Charles L. Quarles, Sermon on the Mount: Restoring Christ’s Message to the Modern Church (Nashville, TN: B&H Academic, 2011), 71.

But this is more than just a call to those out there it is a call to us in here! Are you willing to suffer for righteousness? The beatitude is “blessed are those who are persecuted for righteousness’ sake” Not “blessed are those who pretend to be righteous but at the slightest inconvenience choose not to be.” Willing to compromise on righteousness in the face of persecution is evidence that there is truly no new nature in your heart. And if there is no nature then “yours is not the kingdom of heaven.”
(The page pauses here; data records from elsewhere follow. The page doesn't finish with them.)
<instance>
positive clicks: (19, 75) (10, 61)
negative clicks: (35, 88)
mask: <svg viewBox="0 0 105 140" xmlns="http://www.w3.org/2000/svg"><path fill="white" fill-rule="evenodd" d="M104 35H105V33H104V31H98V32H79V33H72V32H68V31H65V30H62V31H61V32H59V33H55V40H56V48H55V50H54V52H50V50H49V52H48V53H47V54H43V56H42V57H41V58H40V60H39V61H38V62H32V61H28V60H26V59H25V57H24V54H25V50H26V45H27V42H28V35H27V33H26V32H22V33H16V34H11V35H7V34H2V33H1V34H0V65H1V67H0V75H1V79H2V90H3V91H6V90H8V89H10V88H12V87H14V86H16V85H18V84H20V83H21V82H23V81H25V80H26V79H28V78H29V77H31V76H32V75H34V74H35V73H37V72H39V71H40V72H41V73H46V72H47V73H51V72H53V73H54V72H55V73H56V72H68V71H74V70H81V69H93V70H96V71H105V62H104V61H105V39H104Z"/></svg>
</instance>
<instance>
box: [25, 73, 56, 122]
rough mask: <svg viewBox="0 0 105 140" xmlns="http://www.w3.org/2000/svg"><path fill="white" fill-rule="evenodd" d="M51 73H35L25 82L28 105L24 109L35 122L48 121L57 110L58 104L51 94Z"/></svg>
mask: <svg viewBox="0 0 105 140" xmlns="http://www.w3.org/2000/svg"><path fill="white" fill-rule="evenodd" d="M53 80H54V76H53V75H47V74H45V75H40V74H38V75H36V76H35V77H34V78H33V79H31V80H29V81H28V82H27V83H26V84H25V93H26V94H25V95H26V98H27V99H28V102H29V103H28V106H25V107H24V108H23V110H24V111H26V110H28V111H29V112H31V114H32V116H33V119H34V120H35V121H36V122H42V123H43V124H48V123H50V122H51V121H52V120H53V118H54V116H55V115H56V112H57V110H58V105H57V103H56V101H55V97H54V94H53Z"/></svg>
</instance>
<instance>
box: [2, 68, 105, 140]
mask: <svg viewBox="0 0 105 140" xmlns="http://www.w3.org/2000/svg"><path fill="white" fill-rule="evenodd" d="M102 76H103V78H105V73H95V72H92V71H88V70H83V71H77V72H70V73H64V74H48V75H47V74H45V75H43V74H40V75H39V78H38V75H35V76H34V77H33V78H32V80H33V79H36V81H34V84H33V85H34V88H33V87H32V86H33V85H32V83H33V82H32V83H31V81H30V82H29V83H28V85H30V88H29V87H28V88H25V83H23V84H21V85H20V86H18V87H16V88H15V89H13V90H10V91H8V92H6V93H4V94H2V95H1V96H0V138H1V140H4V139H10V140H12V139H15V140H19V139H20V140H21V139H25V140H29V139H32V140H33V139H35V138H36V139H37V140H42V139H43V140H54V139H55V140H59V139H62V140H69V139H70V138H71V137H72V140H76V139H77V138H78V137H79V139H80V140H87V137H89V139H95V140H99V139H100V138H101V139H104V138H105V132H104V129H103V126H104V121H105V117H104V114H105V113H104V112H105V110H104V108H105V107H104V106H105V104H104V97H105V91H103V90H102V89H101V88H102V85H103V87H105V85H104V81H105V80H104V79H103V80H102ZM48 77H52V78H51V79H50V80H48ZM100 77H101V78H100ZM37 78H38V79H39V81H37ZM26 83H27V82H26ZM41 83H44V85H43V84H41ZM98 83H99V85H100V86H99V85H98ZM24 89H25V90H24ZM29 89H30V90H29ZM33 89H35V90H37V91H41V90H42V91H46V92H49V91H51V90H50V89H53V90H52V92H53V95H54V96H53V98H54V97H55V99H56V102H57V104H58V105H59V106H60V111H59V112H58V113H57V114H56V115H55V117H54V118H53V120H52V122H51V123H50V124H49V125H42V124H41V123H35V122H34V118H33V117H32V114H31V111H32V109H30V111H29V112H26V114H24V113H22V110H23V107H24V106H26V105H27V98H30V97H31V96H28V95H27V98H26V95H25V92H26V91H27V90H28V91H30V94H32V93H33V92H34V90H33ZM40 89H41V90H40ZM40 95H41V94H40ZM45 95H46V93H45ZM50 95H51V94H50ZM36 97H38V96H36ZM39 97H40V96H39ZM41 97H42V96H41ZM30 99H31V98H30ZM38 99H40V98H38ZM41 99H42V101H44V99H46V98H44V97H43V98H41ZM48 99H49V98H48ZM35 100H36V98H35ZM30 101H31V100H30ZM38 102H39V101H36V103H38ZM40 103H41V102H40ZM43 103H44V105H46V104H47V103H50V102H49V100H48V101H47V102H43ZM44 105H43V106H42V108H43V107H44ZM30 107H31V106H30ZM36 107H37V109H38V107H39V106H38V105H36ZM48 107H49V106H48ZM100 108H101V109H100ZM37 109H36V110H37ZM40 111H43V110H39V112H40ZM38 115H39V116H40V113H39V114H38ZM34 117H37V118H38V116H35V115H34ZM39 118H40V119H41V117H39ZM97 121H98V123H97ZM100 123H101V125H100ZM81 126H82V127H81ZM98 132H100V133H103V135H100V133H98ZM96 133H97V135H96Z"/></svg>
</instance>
You know the great evangelism explosion question, right? If you were to die today, why would God let you into his heaven? These beatitudes that we have explored over the last three sermons are qualities, markers, if you will, of a new nature. Do you possess this new nature? Do you see that you are poor in spirit? Pure in heart? Hungering for righteousness? Notice these indicators are not external. It is not how often you attend church, whether you have been dunked in water, or how good you are at keeping the law. These beatitudes are speaking to an internal reality. The goal is not moral perfection. Rather, do these qualities genuinely reflect the condition of your heart? Do you have this new nature, freed from the curse?

If so, yours is the Kingdom of heaven. You can rejoice and be glad in the face of persecution. 2 Corinthians 4:17–18 “For this light momentary affliction is preparing for us an eternal weight of glory beyond all comparison, as we look not to the things that are seen but to the things that are unseen. For the things that are seen are transient, but the things that are unseen are eternal.”

But if this new nature does not describe you, if you still sit on the throne of your life, if you still determine what’s good for you, still biting into that forbidden fruit; then I implore you: repent! Turn from your wicked ways and throw yourself at the mercy of Christ. Trust in his life, in his death, in his resurrection. Matthew 11:28–30 ESV

Come to me, all who labor and are heavy laden, and I will give you rest. Take my yoke upon you, and learn from me, for I am gentle and lowly in heart, and you will find rest for your souls. For my yoke is easy, and my burden is light.”

Trust him as your savior and let him be Lord over your life. Certainly then, in that pure unmixed trust of Christ, you will find yourself to be pure in heart with a curse-free nature.